All regular expressions are deterministic final automata https://en.wikipedia.org/wiki/Deterministic_finite_automaton (finally, a use for my CS course); the extent to which that counts as a virtual machine varies. Some of the regex syntaxes extend it in ways which don't fit in a DFA and do count as a VM; Perl-compatible RE used to be popular (e.g. in Exim).
It's easier to construct NFAs directly from regular expression definitions (rather than DFAs) because implementing the choice operator is easier. We can convert from NFA to DFA with worst-case exponential blowup.
Inded:
https://wiki.xxiivv.com/site/rewriting.html
Interesting. Not that surprising that it works like this. But isn't it a little surprising that things like regexes, printf syntax and other DSLs aren't mostly handled and parsed at compile time in 2026?

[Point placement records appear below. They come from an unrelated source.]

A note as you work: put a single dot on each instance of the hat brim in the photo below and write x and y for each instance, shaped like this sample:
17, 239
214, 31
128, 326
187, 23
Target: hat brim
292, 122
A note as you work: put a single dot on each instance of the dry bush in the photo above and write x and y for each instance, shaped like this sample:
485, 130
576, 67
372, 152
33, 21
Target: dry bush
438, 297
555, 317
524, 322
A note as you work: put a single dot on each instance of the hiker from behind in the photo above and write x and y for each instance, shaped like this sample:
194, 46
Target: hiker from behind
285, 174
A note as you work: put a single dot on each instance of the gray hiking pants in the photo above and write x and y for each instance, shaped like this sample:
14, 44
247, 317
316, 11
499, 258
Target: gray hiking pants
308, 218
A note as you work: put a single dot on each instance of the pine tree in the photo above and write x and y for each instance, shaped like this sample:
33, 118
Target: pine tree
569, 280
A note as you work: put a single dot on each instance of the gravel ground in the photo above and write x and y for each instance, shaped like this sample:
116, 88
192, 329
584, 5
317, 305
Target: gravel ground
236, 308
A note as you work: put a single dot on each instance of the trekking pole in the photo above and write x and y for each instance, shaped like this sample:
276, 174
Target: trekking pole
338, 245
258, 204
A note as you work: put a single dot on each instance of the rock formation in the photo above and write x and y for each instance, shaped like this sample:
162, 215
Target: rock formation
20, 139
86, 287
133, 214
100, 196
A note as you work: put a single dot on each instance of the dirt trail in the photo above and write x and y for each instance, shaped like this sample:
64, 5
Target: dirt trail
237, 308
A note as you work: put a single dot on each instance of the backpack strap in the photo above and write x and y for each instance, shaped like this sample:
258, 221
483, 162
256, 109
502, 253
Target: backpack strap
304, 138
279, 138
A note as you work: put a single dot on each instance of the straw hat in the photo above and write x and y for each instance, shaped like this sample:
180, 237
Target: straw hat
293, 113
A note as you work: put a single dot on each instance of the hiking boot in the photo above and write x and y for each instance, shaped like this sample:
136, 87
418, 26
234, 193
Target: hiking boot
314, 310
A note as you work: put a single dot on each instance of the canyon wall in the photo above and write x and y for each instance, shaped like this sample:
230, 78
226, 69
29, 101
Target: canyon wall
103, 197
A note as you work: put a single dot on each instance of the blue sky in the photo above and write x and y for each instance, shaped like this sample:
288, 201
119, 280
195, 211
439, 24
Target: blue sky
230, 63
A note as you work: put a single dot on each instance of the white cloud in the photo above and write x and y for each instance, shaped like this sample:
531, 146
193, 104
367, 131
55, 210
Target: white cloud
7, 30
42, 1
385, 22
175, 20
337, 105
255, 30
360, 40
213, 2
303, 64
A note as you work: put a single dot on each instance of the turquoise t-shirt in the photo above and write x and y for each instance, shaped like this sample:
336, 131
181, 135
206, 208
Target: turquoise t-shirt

Kind of language-dependent since regexes are normally specified as strings and most languages are pretty weak at "run this code at compile time". One of the things Rust users are fond of.
C# is in the middle on this one, where specific features get compile-time support and regex is one of them: https://www.devleader.ca/2026/05/03/c-regex-performance-gene...
I have also built a C# source generator myself (XML parser generator), but the developer experience is a bit of a hill to climb compared to what it could be.